L’obstacle identifié, c’est que ceux qui mettent en place les algorithmes de l’IA sont incapables d’expliquer comment la machine arrive au résultat et encore moins pourquoi cela ne fonctionne pas quand l’IA débouche dans un cul-de-sac. Les outils développés ici au Québec par l’autre cofondateur, Patrick St-Amant, permettent en quelques sortes de voir ce qu’il y a sous le capot d’une manière qui peut être comprise par ceux qui ne sont pas experts des algorithmes.
La PME a par exemple aidé Thales, qui connaissait des difficultés avec des applications pour des véhicules autonomes. «Ils ne trouvaient pas ce qui coinçait, mais nous avons identifié ce qui bloquait. Ils ont ensuite modifié leur techno pour se sortir de ce cul-de-sac.»
Il souligne que le phénomène de la «boite noire» (c.-à-d. qu’on ne sait pas comment l’IA prend à sa décision) est bien documenté dans l’industrie. Avec la complexification de l’IA, les écueils sont plus ardus à résoudre, car il faut non seulement analyser le fonctionnement des algorithmes, mais aussi les données qui les nourrissent.
«De grandes firmes comme Accenture, Deloitte et d’autres ont montré que de plus de 80% des solutions de I’IA développées en entreprise sont paralysées, car les chercheurs qui les mettent en place n’arrivent plus à expliquer comment on arrive aux résultats et encore moins pourquoi cela ne fonctionne pas quand cela bloque», dit-il.
Tester le réel
Zetane permet aussi de tester de l’IA qui oeuvre dans des environnements complexes comme dans des véhicules autonomes ou en aviation. Sachant qu’une erreur d’interprétation des données peut avoir des conséquences fatales, il est essentiel de procéder en amont à des analyses rigoureuses qui miment le réel. Par exemple, pour une voiture autonome, comment l’IA va-t-elle traiter l’information s’il y a de la poussière ou de la boue? Quand la machine doit-elle laisser la place à une intervention humaine? Zetane aide les propriétaires d’IA à voir plus clair.

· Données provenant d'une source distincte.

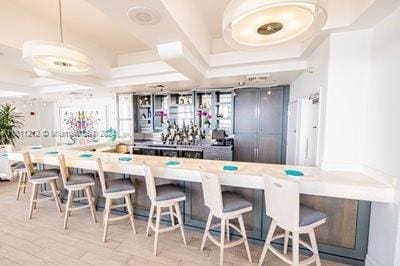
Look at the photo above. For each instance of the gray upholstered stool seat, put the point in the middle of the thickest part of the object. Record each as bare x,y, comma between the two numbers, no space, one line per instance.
80,179
45,174
168,192
309,216
233,202
119,185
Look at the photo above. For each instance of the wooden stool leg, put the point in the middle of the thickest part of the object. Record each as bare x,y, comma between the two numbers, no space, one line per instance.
208,225
105,218
244,235
171,213
180,221
130,211
271,232
91,203
20,178
295,248
55,193
222,244
158,217
25,180
67,211
37,197
314,245
228,237
32,201
285,242
150,219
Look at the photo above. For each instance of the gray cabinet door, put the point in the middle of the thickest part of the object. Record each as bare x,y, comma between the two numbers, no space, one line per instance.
271,111
246,111
269,148
245,145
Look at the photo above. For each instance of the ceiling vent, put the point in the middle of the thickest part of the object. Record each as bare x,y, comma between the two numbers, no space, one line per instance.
144,15
260,78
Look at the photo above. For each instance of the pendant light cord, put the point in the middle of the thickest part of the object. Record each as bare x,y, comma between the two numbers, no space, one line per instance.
60,22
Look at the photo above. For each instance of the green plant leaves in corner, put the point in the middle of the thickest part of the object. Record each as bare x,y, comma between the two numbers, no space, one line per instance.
10,121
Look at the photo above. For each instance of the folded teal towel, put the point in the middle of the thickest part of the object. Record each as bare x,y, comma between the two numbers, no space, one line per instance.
230,168
173,163
86,155
125,159
294,172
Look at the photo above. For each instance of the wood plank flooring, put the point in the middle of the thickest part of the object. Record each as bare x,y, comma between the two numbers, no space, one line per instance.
43,241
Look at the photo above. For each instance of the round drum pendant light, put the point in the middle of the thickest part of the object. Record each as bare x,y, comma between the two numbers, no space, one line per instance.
252,24
56,57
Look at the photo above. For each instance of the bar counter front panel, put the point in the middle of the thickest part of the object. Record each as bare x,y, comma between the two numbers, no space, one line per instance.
345,197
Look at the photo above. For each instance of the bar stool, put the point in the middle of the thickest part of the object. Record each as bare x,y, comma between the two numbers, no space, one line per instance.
282,203
74,183
225,206
37,178
163,196
115,189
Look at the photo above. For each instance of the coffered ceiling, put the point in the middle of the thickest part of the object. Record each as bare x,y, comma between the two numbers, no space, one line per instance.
183,50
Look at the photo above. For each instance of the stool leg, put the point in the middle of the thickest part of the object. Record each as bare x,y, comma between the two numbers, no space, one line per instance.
222,244
203,242
286,242
180,221
171,213
228,237
295,248
24,180
91,203
150,219
67,211
55,193
158,217
20,178
315,247
105,218
271,232
32,201
130,211
244,235
37,196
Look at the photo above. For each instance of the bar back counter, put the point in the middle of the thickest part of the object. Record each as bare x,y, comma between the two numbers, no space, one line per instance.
344,196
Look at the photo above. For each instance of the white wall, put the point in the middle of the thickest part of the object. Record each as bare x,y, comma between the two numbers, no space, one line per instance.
42,119
381,144
310,83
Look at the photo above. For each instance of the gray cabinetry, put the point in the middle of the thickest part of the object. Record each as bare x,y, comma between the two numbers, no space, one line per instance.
260,124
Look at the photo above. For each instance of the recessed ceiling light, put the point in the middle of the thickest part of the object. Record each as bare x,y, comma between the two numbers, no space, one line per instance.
250,24
144,15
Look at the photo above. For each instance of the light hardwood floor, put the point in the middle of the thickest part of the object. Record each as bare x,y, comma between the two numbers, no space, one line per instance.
43,241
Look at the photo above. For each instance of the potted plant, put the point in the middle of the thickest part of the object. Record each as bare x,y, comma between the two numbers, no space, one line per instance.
10,120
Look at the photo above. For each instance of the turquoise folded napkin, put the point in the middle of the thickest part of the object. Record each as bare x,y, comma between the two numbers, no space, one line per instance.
230,168
294,173
86,155
173,164
125,159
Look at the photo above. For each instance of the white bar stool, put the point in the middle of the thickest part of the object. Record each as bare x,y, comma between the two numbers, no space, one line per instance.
74,183
163,196
37,178
115,189
282,201
225,206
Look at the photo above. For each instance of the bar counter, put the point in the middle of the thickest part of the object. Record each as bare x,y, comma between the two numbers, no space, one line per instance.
345,196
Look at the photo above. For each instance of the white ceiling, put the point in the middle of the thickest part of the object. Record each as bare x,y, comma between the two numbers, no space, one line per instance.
183,51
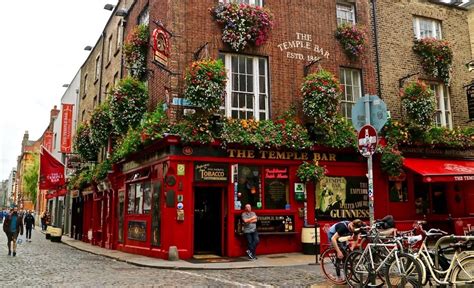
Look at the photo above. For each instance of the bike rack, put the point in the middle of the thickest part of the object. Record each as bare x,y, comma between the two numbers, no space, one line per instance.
449,238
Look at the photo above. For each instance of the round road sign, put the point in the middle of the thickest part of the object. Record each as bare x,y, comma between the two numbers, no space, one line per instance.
367,140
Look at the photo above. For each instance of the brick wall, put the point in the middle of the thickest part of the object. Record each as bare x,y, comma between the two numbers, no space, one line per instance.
395,26
192,26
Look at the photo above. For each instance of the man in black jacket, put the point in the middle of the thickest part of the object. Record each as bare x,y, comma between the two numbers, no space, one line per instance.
29,224
12,226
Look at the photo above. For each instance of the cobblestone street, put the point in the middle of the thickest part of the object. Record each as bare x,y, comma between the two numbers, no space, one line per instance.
46,264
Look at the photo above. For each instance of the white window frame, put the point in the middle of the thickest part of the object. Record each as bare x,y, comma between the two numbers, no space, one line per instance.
256,87
250,2
346,8
435,27
355,88
443,116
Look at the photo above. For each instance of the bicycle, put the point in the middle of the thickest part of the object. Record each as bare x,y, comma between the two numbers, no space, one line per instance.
456,271
378,258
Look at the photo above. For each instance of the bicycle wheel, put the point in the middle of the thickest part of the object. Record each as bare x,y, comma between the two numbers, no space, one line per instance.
463,273
403,271
333,267
351,260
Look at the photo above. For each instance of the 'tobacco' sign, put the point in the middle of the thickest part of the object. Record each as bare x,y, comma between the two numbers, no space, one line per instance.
367,140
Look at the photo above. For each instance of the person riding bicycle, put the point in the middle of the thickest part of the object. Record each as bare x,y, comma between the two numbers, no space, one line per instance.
341,229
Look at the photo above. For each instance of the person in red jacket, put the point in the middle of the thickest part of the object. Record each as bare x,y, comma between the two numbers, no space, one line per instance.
12,226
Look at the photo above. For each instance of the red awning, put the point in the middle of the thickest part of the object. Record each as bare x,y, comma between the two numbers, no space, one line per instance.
440,170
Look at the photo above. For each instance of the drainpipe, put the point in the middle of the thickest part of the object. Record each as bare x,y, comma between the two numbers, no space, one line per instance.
376,46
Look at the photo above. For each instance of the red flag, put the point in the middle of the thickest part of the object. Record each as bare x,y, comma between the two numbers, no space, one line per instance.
51,171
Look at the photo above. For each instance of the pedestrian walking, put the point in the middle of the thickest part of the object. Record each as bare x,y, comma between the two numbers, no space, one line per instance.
29,224
12,226
250,231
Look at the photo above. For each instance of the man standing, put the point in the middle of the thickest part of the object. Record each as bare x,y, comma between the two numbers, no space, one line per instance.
250,230
29,224
12,226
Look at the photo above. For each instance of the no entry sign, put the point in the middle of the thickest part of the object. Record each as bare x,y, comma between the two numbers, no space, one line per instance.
367,140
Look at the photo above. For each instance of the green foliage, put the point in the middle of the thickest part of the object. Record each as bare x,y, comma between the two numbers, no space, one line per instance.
321,97
310,172
135,50
83,143
205,84
391,161
30,179
436,57
419,102
128,104
101,125
352,39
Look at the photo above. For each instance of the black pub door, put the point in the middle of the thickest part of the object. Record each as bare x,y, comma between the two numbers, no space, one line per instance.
207,220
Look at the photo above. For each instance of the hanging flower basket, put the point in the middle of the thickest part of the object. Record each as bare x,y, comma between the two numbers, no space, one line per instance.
436,57
419,103
352,39
101,126
135,50
310,172
205,84
391,161
83,143
243,24
321,97
128,104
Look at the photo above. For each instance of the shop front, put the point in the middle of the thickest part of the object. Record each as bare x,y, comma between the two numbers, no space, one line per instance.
438,190
192,197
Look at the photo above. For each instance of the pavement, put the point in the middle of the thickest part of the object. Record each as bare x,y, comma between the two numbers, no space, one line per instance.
263,261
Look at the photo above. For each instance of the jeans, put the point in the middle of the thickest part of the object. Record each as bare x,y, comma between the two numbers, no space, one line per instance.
28,232
252,240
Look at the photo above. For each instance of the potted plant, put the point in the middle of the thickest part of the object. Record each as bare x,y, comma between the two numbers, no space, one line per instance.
419,103
127,104
243,24
436,57
135,50
321,97
352,39
310,172
205,84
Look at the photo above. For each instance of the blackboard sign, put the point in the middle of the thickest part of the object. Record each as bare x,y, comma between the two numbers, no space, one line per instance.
137,230
470,101
342,198
211,172
269,224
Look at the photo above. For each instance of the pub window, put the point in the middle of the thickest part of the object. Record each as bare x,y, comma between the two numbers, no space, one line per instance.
250,2
249,187
247,87
426,27
277,187
139,194
345,13
443,106
351,82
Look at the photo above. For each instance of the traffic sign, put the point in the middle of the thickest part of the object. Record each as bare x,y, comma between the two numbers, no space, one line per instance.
378,113
367,140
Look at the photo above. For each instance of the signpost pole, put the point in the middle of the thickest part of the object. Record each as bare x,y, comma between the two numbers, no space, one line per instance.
369,164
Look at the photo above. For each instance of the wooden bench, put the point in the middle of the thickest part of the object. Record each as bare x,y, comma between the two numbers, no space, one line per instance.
54,234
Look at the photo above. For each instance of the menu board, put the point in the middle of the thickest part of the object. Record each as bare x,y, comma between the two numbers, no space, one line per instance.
269,224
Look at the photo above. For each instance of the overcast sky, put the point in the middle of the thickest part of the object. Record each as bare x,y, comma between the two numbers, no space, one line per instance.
42,48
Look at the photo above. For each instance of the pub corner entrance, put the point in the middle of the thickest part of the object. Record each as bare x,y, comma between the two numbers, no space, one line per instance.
208,220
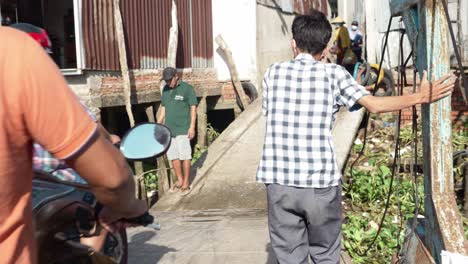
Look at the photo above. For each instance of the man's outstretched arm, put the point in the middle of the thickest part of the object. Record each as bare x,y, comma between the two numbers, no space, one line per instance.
428,93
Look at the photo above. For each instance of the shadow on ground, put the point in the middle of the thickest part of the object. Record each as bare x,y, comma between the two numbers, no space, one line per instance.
141,251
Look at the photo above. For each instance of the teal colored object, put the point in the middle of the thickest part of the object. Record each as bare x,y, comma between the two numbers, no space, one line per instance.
145,141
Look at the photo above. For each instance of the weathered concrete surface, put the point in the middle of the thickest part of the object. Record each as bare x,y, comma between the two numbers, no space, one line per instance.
224,178
212,236
223,219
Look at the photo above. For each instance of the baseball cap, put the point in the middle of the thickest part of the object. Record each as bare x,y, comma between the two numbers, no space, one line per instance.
169,73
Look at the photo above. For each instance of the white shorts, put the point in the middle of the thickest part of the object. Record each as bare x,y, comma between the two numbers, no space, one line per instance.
180,148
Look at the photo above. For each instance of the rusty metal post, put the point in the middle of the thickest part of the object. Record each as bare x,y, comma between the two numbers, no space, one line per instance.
427,29
202,122
444,229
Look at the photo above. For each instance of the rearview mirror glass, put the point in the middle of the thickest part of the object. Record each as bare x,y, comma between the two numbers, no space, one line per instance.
145,140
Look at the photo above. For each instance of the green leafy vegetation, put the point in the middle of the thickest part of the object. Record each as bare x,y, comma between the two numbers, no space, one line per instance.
367,188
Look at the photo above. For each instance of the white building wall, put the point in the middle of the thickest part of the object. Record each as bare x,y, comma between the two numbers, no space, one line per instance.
273,38
236,22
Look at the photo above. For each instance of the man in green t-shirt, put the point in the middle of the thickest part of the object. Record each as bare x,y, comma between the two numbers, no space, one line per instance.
179,114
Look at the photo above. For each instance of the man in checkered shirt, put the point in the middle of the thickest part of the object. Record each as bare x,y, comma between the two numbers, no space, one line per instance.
300,100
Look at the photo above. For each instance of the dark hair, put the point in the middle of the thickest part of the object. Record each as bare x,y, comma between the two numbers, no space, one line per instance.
311,32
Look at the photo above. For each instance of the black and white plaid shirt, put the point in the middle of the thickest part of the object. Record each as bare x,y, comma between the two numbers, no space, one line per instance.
300,101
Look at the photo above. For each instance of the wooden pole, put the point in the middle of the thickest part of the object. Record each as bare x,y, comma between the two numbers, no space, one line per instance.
118,23
233,70
123,60
165,179
202,122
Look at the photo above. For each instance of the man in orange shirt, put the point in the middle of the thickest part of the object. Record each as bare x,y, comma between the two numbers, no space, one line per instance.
36,105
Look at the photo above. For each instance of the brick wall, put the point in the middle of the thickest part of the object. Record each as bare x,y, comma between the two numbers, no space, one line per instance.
107,87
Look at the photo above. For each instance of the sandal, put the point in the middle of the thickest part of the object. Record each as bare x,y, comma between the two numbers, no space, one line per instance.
185,191
175,188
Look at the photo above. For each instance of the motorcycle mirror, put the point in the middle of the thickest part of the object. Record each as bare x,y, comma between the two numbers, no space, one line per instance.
145,140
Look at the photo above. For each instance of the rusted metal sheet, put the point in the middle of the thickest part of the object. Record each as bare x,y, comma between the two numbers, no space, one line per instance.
446,229
443,228
203,39
146,26
99,38
297,6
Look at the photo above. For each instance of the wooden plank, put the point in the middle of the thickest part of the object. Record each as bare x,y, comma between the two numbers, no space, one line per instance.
227,56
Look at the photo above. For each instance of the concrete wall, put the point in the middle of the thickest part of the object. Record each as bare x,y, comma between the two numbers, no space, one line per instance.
236,22
273,38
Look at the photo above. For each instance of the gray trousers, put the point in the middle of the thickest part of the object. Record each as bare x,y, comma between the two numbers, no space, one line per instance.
303,222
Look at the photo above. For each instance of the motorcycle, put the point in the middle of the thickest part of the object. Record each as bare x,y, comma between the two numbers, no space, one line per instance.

L’aéronautique est une des industries qu’elle vise particulièrement. Une collaboration avec Thales pourrait lui permettre de mieux arrimer son offre aux besoins des entreprises de ce domaine afin de percer ce marché.
«Si Thales a recours à nos services, cela nous donnera de la crédibilité auprès d’autres gros joueurs», précise Guillaume Hervé.
Il note que l’avantage de sa solution, c’est qu’elle s’applique à de l’IA dans divers domaines comme la construction, le secteur pétrolier et l’imagerie médicale.
«On a des clients un peu partout dans le monde, dit le patron. Notre solution fonctionne avec de l’IA qui roule avec des données aussi variées que de l’ADN, de la photo ou de la vidéo.»
Cette amplitude augure donc bien pour son avenir. Avec un chiffre d’affaires annuel d’environ 1,5 million de dollars (M$), l’entreprise vise le cap des 10 M$ d’ici trois ans.
Améliorer la confiance de l’IA
Zetane bâtit également de l’IA. C’est d’ailleurs en faisant ce travail qu’elle a constaté le problème de la «boite noire» qu’elle veut maintenant résoudre. Parmi ses mandats, elle a collaboré avec l’entreprise de construction Pomerleau. Pour cette dernière, elle a créé de l’IA qui extrait l’information des dessins d’ingénierie afin d’estimer le temps de construction.
Mais au-delà de régler des pépins concrets, Zetane croit être en mesure de favoriser l’expansion de l’IA, dont certains ratés ont miné l’appui du public ou des organisations. Par exemple, un système de traitement des prêts automatisé utilisé par des institutions financières qui rejetait les demandes des gens issus de minorités.
Si elle arrive à identifier ces écueils en amont ou même à les corriger si on s’en aperçoit par la suite, cela permettra d’accroitre la confiance envers l’IA, estime Guillaume Hervé.